The government go-ahead
Government approval is required for full-scale use of favipiravir to treat COVID-19 in any country. Japan has not officially approved the drug to treat COVID-19, but clinical research on its efficacy started there in March in addition to the ongoing and upcoming trials in Italy, Thailand, and China.
The early trials in Wuhan and Shenzhen are promising, but more robust trials are needed—for example, comparing favipiravir to other drugs, randomizing the selection of patients, and using a larger patient pool—before favipiravir’s efficacy can be properly determined, Abbas said.
“We have no public clinical scientific evidence yet proving the efficacy and safety of Avigan against COVID-19 in patients, so we cannot talk about Avigan at this moment,” a Fujifilm spokesperson said.
For now, favipiravir is a relative underdog among the antivirals that could treat COVID-19.
The frontrunner is Gilead’s remdesivir, which is thought to have the most potential. “There is only one drug right now that we think may have real efficacy and that’s remdesivir,” WHO assistant director-general Bruce Aylward said in late February.
Remdesivir is one of four treatments in the WHO’s “solidarity trial” of antiviral drugs, launched on March 18 to coordinate global studies on potential treatments for the disease. The other three are chloroquine; a combination of lopinavir and ritonavir; and a combination of lopinavir, ritonavir, and interferon beta. Patients in the study will receive one of the four options.
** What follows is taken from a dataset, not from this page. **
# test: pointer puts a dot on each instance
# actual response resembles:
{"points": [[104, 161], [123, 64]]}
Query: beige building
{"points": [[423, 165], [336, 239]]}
The drugs included in the study, though, are subject to change. If one of the four options has no clear effect, it can be removed from the study, and different drugs can be added.
“My money is on remdesivir. It is quite a promising drug,” Abbas said. But early clinical trial results on favipiravir are encouraging, he said. In fact, favipiravir and remdesivir share an important trait. The coronavirus uses an enzyme called RNA polymerase to replicate itself. Some antiviral drugs work by inhibiting this replication so that the virus cannot multiply. Remdesivir is one such drug; so is favipiravir.
As polymerase inhibitors, remdesivir and favipiravir are the same class of drug, Abbas said. “[But] no two drugs are the same, so we have to test them.”
One challenge, he adds, is that if the WHO study and other ongoing trials show that remdesivir works, there will be “huge” pressure to access remdesivir. The Gilead drug is administered through intravenous infusion, which Abbas said is harder and costlier to produce than tablets, and also needs to be administered in a hospital.
“Some of the significant advantage of favipiravir is that it’s a tablet, so it’s easier to make and cheaper to make,” and thus easier to scale, Abbas said. “We’re in desperate need of medication, that’s pretty clear.”